The next day we left Kutaisi and headed for Batumi, a Black Sea resort town near the border of Turkey. We planned to just stay a night and head to Turkey the following day.

We stayed in a very nice hotel and took a dip in the pool and went into the main square and had a nice meal. The next morning, we got up to leave and the front desk person asked where we were heading. When we said to the Turkish border, his face darkened, and he said that crossing the border would not be possible. We asked why and he told us that there had been a coup attempt on Erdoğan, the president of Turkey and that Georgia had closed their side of the border until more was known about the situation.


We asked him how long it was going to be closed and he said he did not know, but that it was an important border for commerce so he didn't think the government would close it for long. He told us to relax and enjoy Batumi for a couple of days at most. So, we did, we didn't have a choice.

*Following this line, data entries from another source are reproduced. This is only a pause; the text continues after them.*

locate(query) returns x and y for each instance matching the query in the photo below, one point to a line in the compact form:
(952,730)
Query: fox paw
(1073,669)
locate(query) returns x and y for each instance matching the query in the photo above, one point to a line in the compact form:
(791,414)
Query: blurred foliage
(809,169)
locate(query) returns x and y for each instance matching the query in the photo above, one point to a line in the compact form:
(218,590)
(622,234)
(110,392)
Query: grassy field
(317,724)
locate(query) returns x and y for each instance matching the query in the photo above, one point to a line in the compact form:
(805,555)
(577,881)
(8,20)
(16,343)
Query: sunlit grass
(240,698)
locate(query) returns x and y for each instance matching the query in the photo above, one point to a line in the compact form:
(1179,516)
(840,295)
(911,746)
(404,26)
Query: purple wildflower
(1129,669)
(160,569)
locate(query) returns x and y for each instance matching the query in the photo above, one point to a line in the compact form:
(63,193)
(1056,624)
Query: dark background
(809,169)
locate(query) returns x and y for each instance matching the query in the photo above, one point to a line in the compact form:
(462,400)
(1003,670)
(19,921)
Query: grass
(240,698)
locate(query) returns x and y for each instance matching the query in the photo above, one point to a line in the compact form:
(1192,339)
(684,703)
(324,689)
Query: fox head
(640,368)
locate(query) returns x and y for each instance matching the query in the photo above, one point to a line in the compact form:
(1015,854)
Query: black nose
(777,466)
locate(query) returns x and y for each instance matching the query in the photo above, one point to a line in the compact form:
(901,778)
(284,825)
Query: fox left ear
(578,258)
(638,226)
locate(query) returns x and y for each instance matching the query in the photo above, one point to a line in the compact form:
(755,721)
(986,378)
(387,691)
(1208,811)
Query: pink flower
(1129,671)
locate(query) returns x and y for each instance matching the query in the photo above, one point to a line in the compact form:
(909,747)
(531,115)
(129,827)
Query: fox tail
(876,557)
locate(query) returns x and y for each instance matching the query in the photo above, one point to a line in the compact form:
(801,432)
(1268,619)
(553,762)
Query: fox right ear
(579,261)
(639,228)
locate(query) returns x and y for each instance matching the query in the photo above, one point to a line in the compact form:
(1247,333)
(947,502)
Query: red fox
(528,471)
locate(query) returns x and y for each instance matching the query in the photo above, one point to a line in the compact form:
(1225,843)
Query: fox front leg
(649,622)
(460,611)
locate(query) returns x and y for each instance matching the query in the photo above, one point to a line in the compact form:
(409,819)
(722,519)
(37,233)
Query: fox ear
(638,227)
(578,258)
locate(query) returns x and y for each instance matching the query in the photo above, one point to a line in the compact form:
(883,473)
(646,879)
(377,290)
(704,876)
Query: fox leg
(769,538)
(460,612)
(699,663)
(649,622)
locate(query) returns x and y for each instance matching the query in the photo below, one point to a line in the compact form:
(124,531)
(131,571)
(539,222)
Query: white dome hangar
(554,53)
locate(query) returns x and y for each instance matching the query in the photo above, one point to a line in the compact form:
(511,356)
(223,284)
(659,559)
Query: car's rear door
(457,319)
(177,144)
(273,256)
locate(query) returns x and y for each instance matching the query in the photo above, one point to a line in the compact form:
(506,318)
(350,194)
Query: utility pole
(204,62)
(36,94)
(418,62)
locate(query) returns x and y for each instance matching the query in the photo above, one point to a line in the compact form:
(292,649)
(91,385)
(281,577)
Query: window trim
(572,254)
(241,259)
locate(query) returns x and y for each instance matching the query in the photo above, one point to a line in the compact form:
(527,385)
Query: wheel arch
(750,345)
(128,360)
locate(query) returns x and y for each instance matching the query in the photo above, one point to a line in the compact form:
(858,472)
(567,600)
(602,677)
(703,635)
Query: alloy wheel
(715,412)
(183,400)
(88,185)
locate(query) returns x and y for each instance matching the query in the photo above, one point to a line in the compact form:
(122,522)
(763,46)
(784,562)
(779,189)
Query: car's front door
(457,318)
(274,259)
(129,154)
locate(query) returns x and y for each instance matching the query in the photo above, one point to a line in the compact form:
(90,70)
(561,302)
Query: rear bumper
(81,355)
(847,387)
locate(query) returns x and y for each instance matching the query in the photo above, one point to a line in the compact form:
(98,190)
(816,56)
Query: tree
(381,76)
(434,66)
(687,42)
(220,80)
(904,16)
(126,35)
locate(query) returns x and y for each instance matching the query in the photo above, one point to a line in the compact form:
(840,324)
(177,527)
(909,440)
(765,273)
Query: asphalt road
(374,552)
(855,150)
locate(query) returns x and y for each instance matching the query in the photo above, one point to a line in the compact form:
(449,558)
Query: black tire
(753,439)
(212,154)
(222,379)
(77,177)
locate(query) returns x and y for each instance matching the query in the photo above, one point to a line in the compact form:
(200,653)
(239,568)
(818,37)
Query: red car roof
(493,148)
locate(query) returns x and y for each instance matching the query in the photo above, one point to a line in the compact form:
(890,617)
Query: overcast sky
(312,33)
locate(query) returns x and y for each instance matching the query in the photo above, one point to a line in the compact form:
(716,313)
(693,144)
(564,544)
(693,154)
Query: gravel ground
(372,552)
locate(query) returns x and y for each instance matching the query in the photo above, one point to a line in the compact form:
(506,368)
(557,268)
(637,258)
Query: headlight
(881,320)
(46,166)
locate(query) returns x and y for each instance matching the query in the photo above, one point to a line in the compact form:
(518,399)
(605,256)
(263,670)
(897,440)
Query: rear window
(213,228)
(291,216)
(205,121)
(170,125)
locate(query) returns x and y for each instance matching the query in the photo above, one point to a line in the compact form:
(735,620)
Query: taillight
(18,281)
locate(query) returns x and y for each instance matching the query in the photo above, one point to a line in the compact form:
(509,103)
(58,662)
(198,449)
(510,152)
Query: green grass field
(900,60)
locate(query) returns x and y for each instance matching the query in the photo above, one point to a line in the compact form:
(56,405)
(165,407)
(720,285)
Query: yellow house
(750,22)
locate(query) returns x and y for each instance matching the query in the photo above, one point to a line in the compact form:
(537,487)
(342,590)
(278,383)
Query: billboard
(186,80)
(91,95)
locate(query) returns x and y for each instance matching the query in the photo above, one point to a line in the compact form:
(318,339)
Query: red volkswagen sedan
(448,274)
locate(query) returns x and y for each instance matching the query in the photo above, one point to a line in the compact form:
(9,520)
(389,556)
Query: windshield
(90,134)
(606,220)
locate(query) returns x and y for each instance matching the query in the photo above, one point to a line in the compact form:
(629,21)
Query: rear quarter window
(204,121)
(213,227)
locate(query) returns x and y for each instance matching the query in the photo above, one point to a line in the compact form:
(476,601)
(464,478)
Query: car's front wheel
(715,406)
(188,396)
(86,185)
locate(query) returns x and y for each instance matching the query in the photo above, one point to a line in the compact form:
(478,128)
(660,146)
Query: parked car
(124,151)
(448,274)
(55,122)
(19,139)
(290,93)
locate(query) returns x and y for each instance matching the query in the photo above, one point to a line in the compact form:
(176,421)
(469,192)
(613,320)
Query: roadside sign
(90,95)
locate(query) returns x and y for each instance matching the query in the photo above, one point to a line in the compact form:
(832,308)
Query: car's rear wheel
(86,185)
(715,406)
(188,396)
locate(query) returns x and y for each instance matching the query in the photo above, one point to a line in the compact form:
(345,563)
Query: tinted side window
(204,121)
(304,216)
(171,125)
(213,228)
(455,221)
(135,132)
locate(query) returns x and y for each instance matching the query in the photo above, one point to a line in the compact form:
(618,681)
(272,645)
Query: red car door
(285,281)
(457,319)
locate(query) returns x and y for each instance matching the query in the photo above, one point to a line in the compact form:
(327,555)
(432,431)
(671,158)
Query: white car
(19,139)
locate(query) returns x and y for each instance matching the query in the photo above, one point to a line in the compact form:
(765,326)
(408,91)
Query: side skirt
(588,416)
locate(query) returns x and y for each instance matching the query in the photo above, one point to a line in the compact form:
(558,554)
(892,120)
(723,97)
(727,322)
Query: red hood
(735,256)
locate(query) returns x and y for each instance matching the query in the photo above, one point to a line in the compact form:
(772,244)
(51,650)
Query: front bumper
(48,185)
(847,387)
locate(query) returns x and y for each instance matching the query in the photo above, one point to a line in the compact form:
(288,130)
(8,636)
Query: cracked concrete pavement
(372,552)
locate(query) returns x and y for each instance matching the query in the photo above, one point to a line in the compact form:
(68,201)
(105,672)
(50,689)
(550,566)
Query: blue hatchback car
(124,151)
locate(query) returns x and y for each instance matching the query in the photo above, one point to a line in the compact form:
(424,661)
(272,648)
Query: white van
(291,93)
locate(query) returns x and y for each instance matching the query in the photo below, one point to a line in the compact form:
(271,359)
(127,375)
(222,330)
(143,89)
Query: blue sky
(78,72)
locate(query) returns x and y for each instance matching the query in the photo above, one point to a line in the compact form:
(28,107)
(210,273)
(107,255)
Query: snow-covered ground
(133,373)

We spent the next day walking around, sightseeing, and checking the news on CNN to see what was happening in Turkey. Erdoğan seemed to have quickly put down the insurrection and taken control, and there were reports that he was rounding up and jailing his opposition.


The next morning, we checked again with the front desk and they said that the border should be opening up by early afternoon. We readied our bikes. Nick did a last-minute adjustment on my increasingly balky chain, and we took off for the border, not quite sure what we were heading into.